COVID-19 hasn’t impacted financial stocks as much as investors initially feared
As financial companies release their full-year results, it appears COVID-19 hasn’t been the doomsday it was feared to be.
However, personal lender and ASX small cap Money3 (ASX:MNY) today reported a $24.2m profit after tax and a 16 per cent increase in its gross loan book to $434m.
Money3 did see subdued lending volumes initially as it tightened lending criteria.
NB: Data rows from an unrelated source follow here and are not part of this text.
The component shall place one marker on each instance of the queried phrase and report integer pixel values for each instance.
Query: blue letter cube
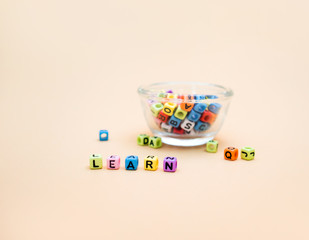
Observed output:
(201, 126)
(214, 107)
(131, 162)
(174, 121)
(193, 116)
(103, 135)
(200, 107)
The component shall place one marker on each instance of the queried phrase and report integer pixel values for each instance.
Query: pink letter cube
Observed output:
(170, 164)
(113, 162)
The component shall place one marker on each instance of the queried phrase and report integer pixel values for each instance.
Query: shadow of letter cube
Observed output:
(170, 164)
(131, 162)
(103, 135)
(212, 146)
(231, 153)
(155, 142)
(151, 163)
(142, 139)
(247, 153)
(113, 162)
(95, 161)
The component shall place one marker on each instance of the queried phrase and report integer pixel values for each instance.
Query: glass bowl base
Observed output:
(183, 142)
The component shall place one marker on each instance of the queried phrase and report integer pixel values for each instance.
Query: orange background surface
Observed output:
(71, 68)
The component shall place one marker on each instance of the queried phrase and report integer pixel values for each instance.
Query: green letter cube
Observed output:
(212, 146)
(155, 142)
(180, 114)
(96, 161)
(143, 139)
(247, 153)
(156, 108)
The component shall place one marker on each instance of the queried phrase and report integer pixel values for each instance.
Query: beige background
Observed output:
(70, 68)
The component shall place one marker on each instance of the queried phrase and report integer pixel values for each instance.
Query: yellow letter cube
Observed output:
(96, 161)
(151, 163)
(169, 108)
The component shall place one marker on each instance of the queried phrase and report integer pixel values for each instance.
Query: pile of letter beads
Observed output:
(145, 140)
(103, 135)
(151, 163)
(212, 146)
(184, 114)
(231, 153)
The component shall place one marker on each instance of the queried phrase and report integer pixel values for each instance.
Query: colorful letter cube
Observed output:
(170, 164)
(200, 107)
(201, 126)
(174, 121)
(180, 114)
(156, 108)
(187, 125)
(142, 139)
(208, 116)
(165, 127)
(155, 142)
(231, 153)
(186, 106)
(151, 163)
(214, 107)
(131, 162)
(169, 108)
(194, 116)
(113, 162)
(103, 135)
(163, 117)
(95, 161)
(212, 146)
(178, 131)
(247, 153)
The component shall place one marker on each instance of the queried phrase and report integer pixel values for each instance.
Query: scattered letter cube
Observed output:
(180, 114)
(194, 116)
(200, 107)
(214, 107)
(187, 125)
(169, 108)
(155, 142)
(156, 108)
(231, 153)
(151, 163)
(103, 135)
(131, 162)
(113, 162)
(201, 126)
(174, 121)
(212, 146)
(96, 161)
(142, 139)
(170, 164)
(247, 153)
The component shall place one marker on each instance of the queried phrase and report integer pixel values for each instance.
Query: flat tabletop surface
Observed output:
(71, 68)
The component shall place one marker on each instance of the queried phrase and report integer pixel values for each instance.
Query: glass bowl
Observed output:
(185, 113)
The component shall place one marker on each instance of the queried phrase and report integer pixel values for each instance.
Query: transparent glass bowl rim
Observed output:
(224, 92)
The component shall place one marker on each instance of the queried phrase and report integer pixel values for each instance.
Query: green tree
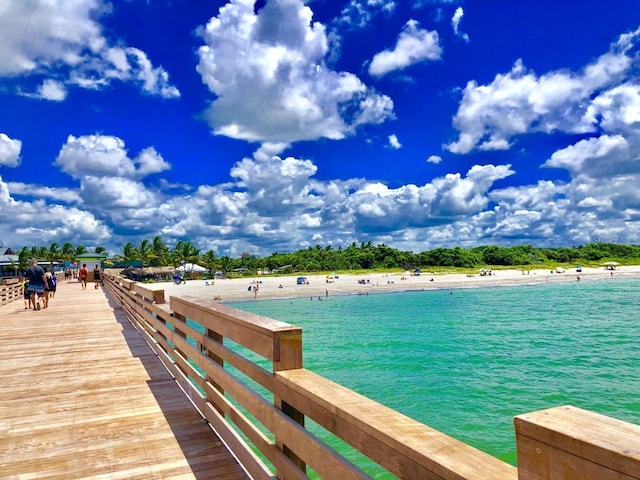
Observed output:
(210, 260)
(160, 252)
(145, 252)
(185, 252)
(53, 254)
(129, 252)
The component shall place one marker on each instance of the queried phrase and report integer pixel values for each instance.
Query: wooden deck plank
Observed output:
(83, 396)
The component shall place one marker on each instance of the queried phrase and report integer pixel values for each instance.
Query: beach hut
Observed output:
(191, 267)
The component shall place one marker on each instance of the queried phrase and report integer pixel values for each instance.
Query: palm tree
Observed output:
(185, 252)
(160, 252)
(23, 258)
(226, 262)
(129, 252)
(67, 252)
(53, 254)
(145, 252)
(210, 260)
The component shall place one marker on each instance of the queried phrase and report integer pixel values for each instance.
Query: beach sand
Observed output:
(239, 289)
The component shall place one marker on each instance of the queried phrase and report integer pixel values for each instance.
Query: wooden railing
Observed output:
(10, 290)
(268, 402)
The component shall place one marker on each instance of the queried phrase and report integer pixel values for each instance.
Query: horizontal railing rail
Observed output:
(10, 290)
(246, 370)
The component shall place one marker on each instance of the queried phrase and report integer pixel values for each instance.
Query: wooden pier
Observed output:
(122, 383)
(82, 395)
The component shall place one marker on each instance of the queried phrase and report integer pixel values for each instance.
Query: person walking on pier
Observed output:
(96, 276)
(25, 294)
(83, 276)
(37, 282)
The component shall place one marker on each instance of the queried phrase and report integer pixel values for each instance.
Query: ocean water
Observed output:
(467, 361)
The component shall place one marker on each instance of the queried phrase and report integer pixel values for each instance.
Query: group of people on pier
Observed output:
(39, 285)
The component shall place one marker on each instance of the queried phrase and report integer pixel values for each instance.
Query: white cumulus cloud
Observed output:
(270, 79)
(9, 151)
(519, 102)
(106, 156)
(414, 45)
(62, 43)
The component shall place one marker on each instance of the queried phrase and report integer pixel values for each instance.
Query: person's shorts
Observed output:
(37, 289)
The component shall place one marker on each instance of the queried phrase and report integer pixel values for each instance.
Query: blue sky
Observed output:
(270, 126)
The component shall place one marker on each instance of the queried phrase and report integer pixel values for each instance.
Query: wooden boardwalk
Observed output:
(83, 396)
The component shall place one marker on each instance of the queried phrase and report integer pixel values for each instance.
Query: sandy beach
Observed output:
(344, 284)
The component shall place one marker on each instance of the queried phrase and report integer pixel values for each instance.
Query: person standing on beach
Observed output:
(83, 276)
(37, 282)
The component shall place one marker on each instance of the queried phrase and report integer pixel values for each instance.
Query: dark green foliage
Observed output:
(362, 256)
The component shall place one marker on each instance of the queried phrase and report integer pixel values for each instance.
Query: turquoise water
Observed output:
(466, 363)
But from late June these have begun to return.
The company was also a beneficiary of customers repaying loans faster, observing that cash collections for the June quarter were up 32 per cent prior to the corresponding period.
It said this improved cash flows considerably.
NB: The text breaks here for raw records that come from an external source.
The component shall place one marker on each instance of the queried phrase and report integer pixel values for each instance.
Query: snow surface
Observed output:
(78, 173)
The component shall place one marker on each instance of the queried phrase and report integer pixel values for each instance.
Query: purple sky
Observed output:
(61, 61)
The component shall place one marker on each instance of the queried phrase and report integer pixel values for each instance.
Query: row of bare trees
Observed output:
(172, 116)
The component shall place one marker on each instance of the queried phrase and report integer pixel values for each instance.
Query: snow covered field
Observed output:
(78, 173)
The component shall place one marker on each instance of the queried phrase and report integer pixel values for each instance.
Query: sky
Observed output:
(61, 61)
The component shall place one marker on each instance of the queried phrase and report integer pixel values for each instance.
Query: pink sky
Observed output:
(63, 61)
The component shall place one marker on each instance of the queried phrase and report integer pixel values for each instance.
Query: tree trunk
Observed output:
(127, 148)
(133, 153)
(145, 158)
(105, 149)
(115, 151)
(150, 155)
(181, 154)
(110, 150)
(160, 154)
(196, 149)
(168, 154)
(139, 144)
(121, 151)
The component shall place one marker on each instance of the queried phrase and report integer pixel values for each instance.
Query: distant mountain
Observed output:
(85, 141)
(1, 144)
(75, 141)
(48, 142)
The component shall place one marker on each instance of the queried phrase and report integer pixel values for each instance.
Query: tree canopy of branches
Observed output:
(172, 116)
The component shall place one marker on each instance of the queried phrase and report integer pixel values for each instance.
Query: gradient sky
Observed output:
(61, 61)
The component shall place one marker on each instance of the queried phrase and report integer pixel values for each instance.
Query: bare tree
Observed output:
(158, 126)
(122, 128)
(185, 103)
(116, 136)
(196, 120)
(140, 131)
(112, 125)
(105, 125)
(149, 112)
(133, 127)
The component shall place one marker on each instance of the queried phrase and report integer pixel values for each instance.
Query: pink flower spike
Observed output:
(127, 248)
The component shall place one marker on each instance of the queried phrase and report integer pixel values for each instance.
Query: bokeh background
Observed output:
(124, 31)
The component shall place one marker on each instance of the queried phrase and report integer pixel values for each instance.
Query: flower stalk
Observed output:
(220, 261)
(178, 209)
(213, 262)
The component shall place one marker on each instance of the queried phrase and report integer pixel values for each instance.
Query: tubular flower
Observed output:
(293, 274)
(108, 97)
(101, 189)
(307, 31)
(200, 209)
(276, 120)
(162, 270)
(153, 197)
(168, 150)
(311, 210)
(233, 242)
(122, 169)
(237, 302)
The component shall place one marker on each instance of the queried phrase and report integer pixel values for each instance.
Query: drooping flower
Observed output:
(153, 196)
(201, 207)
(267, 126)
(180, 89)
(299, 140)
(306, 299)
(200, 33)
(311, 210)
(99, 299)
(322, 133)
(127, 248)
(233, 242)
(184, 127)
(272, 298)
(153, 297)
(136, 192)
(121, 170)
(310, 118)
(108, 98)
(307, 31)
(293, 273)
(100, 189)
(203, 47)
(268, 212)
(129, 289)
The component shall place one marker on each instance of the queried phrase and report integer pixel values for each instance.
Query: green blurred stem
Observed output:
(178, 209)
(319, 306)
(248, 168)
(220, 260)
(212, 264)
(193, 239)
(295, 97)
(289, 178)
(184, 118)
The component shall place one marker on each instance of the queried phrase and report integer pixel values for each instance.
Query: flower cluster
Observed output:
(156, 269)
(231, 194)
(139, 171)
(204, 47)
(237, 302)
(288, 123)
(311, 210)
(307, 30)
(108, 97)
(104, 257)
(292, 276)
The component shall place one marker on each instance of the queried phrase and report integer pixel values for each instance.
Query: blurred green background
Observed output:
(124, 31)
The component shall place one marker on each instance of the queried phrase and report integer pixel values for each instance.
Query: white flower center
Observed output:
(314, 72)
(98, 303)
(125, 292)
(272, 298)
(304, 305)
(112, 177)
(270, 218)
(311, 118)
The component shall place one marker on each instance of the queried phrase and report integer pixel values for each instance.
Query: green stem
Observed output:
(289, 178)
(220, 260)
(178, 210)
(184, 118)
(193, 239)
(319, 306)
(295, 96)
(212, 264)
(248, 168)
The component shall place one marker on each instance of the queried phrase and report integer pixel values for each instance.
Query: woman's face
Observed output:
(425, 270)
Large cap wealth manager and investment platform Netwealth (ASX:NWL), meanwhile, reported a net profit after tax of $43.8m, a 22 per cent increase compared to last year.
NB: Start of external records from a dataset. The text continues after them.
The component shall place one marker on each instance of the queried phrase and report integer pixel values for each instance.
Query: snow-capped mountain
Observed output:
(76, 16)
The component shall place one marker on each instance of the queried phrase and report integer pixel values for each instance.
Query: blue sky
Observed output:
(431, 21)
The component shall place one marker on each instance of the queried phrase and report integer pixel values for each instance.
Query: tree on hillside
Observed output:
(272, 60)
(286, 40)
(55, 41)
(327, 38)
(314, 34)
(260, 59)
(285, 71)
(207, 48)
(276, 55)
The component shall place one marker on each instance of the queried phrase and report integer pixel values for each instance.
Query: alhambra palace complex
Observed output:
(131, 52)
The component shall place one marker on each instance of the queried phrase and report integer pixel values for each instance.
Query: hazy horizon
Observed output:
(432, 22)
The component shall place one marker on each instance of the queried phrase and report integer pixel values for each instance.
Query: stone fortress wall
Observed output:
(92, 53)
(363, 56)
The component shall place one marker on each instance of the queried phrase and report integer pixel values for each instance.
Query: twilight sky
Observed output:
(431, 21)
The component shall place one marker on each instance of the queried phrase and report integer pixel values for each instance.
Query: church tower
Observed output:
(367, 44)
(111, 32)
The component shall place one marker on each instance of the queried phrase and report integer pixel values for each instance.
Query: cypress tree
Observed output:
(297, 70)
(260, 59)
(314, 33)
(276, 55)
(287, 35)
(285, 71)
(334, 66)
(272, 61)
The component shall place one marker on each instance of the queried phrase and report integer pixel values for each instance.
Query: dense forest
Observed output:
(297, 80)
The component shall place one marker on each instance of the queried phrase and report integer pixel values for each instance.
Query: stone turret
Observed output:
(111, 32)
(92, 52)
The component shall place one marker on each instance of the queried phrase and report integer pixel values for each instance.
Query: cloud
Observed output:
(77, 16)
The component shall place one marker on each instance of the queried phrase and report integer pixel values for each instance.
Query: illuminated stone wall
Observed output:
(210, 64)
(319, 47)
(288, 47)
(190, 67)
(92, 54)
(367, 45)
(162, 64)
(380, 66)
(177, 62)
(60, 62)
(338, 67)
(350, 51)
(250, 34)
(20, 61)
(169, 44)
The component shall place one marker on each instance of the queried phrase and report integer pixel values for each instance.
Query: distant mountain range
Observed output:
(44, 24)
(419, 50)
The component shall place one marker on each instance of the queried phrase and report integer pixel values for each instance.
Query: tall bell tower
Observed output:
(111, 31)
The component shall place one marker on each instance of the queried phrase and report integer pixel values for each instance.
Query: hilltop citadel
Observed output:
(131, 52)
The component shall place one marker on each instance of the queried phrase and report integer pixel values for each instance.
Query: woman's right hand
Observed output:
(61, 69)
Funds Under Administration (FUA) rose by 35 per cent to $31.5bn.
Netwealth noted its transaction fee revenue was now 9 per cent of its platform revenue, tripling from only 3 per cent in FY19 due to increased trading volumes.
It also noted the average account size increased from $323,000 to $385,000 and the number of accounts rose by 10,380.
Netwealth shares gained 13 per cent this morning and are up 85 per cent in 2020.